Karlchen ist also am Ziel. Und mit ihm vielleicht auch die ganze Menschheit. Denn ist es nicht ein Traum aller, sich unter Wasser tummeln zu können? Aber auch dieses Märchen geht nicht so gut aus, wie es geträumt wurde. Und vielleicht sind es solche ernüchternden Ausgänge, die keine „Moral von der Geschicht’“hinterlassen, sondern eine kleine Lehre und ein größeres Nachdenken. Nicht jedes Märchen ist märchenhaft.
Die Geschichte vom Karpfen Florian ist übersichtlich, und sie bliebe kaum mehr als eine nachgelassene Episode, wäre der Text nicht so eng mit dem großen Erzähler Siegfried Lenz verwoben. So war einer seiner ersten veröffentlichten Texte das Gedicht „Fische“, erschienen 1948 in „Die Zeit“. Das ist eine kleine Fingerübung fürs spätere Märchen und eine Art Prolog fürs Gesamtwerk, das nach den Worten der Germanistin Maren Ermisch vor „wasserreichen Texten“nur so wimmelt.
Für den aus dem ostpreußischen Lyck stammenden Schriftsteller war dies eine Form gelebter Literatur. Lenz war begeisterter Taucher, leidenschaftlicher Angler, und er besaß zwei große Teiche. Als er den in Gelting an der Flensburger Förde 1992 der Gemeinde überließ, taufte diese das Gewässer „Siegfried-LenzTeich“.
Spannender aber ist sein Verhältnis zum Karpfen, auf den er einst eine große Lobrede hielt – auf Einladung des deutschen Anglerverbandes. Das war 1999. Der Grund: Die Deutschen hatten den Karpfen zu ihrem Jahrhundertfisch gewählt. Und Lenz besingt den Karpfen nicht als Wirtschaftsfisch, sondern als großen Überlebenskünstler und als lebenslangen neuen Freund, der ihm schließlich das Angeln abgewöhnt habe. „Ja, seitdem wir einander haben, brachte ich es nicht mehr fertig, die Angel auszuwerfen, so sehr seid ihr ans Herz gewachsen mit eurer Anhänglichkeit“, sagt Lenz
Da hat viele Jahre später das Märchen seinen Urheber eingeholt. Hat ihn zum Schützer einer Welt unter Wasser werden lassen, die geordnet ist, solange der Mensch nicht eingreift und sie zu erobern sucht. Das ist mehr als nur Naturschutz. Es ist die tiefe Einsicht, die Welt anzunehmen, wie sie ist, und zu akzeptieren, dass es Wunderbares auch und vor allem ohne den Menschen gibt.
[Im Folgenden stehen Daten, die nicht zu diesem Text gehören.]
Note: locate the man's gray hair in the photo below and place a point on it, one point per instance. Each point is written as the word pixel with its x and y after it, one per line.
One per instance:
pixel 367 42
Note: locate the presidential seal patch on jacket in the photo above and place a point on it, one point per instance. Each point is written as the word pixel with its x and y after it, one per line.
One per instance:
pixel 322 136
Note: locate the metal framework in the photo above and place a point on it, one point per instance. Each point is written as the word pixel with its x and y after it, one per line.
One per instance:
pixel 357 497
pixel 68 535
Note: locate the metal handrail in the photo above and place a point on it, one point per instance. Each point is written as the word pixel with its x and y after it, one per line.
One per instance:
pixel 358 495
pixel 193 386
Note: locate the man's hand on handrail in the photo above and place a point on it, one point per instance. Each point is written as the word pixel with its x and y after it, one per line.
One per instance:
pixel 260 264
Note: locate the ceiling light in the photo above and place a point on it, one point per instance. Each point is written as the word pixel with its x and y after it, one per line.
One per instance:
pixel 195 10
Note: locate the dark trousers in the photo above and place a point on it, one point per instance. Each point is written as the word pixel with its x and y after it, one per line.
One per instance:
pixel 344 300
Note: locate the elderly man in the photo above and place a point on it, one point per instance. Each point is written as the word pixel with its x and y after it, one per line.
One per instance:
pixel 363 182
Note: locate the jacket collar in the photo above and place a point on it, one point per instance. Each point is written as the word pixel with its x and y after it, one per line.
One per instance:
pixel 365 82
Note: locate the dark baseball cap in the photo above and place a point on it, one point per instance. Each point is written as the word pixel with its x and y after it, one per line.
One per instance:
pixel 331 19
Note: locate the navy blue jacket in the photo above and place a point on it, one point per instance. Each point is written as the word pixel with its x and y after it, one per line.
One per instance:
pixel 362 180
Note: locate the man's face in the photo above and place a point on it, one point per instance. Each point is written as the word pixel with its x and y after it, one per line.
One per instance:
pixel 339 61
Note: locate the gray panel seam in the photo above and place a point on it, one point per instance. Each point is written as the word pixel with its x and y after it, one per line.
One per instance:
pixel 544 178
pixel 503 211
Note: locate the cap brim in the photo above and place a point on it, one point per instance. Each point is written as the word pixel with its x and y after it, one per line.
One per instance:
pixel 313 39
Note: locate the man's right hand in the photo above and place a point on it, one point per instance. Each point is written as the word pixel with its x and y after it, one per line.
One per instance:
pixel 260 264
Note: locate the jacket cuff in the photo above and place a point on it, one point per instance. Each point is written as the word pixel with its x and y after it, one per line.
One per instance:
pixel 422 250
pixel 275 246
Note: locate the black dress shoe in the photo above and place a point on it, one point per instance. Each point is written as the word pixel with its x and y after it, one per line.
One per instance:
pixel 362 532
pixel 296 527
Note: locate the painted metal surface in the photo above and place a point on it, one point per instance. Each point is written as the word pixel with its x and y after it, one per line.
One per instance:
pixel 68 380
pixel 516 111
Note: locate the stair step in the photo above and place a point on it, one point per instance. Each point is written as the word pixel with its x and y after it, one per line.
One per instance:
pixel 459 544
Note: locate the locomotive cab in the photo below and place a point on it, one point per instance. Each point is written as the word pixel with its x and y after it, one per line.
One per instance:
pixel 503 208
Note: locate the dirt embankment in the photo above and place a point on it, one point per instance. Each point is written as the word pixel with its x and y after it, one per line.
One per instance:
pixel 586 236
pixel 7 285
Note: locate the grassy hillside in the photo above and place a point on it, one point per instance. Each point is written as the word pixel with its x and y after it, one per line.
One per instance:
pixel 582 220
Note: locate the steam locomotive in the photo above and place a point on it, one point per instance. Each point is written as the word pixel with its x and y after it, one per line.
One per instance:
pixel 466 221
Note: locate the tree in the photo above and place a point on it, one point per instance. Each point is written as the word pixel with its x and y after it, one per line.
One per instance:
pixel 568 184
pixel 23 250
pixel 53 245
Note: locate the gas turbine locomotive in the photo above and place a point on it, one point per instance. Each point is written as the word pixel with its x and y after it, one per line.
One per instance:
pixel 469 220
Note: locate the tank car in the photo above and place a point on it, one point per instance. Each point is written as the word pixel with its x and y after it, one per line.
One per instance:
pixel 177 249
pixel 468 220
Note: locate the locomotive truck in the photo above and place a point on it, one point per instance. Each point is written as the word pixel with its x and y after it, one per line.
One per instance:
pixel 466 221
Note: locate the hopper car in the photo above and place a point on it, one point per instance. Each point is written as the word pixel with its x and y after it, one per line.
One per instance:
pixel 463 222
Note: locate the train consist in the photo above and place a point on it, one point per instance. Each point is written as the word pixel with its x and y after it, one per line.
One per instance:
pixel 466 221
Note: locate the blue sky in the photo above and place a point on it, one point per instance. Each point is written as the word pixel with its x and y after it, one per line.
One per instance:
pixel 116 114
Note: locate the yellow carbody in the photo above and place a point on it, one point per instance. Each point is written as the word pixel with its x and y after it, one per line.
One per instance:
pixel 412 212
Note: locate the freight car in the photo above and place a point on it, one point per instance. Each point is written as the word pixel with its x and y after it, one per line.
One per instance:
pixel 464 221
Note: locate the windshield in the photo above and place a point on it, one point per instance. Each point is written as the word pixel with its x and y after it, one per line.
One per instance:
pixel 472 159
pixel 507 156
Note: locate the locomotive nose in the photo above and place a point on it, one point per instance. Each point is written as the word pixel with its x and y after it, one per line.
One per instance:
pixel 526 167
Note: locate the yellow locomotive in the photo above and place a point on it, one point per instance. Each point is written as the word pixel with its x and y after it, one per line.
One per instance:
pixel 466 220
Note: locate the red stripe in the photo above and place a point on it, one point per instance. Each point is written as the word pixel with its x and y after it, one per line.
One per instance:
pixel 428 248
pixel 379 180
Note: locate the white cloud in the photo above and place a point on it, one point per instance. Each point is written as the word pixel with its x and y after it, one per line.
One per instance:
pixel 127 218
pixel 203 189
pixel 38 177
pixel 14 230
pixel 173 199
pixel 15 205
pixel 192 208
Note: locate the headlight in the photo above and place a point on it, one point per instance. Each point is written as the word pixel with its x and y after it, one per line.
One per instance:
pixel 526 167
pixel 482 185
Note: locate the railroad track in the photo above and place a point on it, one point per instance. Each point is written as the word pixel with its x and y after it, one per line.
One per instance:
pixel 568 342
Bereits vor fünf Jahren hatte „Der Überläufer“für Wirbel gesorgt, ein Lenz-Roman aus dem Jahr 1951, der postum veröffentlicht wurde und sofort die Bestsellerliste erstürmte. Das Aufsehenerregende dieses beinahe 70 Jahre alten Märchens ist seine stetig wachsende Aktualität. Gut also, dass es jetzt endlich auch zu lesen ist.